I know the structure of the general proof, using Helly's Theorem. However, a key step in the proof is noting that any equilateral triangle with side length $1$ will always have a distance of $1/\sqrt{3}$ from its center to its vertices.
The $d$-dimensional generalization should have the exact same structure as the $2$-dimensional proof, but I cannot find the $r$. There is a hint in the back of the book which says:
$\sqrt{2d/(d+1)}$
But I cannot parse the hint. Is this supposed to be $r$? In that case, why is $r(2) = \sqrt{4/3}$, rather than the correct $1/\sqrt{3}$?
I believe that $r$ should be the distance I ask for in the title, but I am having trouble coming up with an argument for a distance dependent only on $d$, and I still don't understand the hint.

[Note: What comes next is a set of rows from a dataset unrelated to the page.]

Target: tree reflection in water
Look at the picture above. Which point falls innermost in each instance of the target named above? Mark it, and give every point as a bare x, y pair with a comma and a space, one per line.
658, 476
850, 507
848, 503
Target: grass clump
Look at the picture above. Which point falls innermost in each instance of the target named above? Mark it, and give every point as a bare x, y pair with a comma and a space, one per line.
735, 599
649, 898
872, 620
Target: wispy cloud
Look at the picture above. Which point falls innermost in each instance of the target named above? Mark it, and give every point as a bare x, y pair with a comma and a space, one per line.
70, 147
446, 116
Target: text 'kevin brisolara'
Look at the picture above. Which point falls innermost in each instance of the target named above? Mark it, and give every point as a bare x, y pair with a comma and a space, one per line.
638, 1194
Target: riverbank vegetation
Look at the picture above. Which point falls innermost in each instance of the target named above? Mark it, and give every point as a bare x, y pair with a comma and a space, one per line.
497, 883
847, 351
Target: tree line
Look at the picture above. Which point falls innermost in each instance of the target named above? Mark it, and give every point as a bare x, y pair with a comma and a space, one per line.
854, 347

There is a nice embedding of the regular $d$-dimensional simplex into $\mathbb{R}^{d+1}$, by taking the vertices to be the unit vectors along every axis, i.e., $(1,0,0,\ldots,0), (0,1,0,\ldots,0), \ldots, (0,0,\ldots,0,1)$.
This tetrahedron has a center of $(a,a,a,\ldots,a)$, where $a=\frac1{d+1}$. It has a side length of $\sqrt{2}$.
Taking the squared differences in each coordinate, we see that the distance from this center to any vertex is $\sqrt{d\cdot a^2+(1-a)^2} = \sqrt{\frac{d+d^2}{(d+1)^2}}=\sqrt{\frac{d}{d+1}}$.
Scaling down by a factor of $\sqrt{2}$ so that we normalize to a unit tetrahedron, our final answer is $\sqrt{\frac{d}{2(d+1)}}$. You can verify that at $d=1$ this is $1/2$, and at $d=2$ is it $1/\sqrt{3}$, as expected.
Perhaps the book misplaced this factor of $2$? I am not sure how they arrived at that value.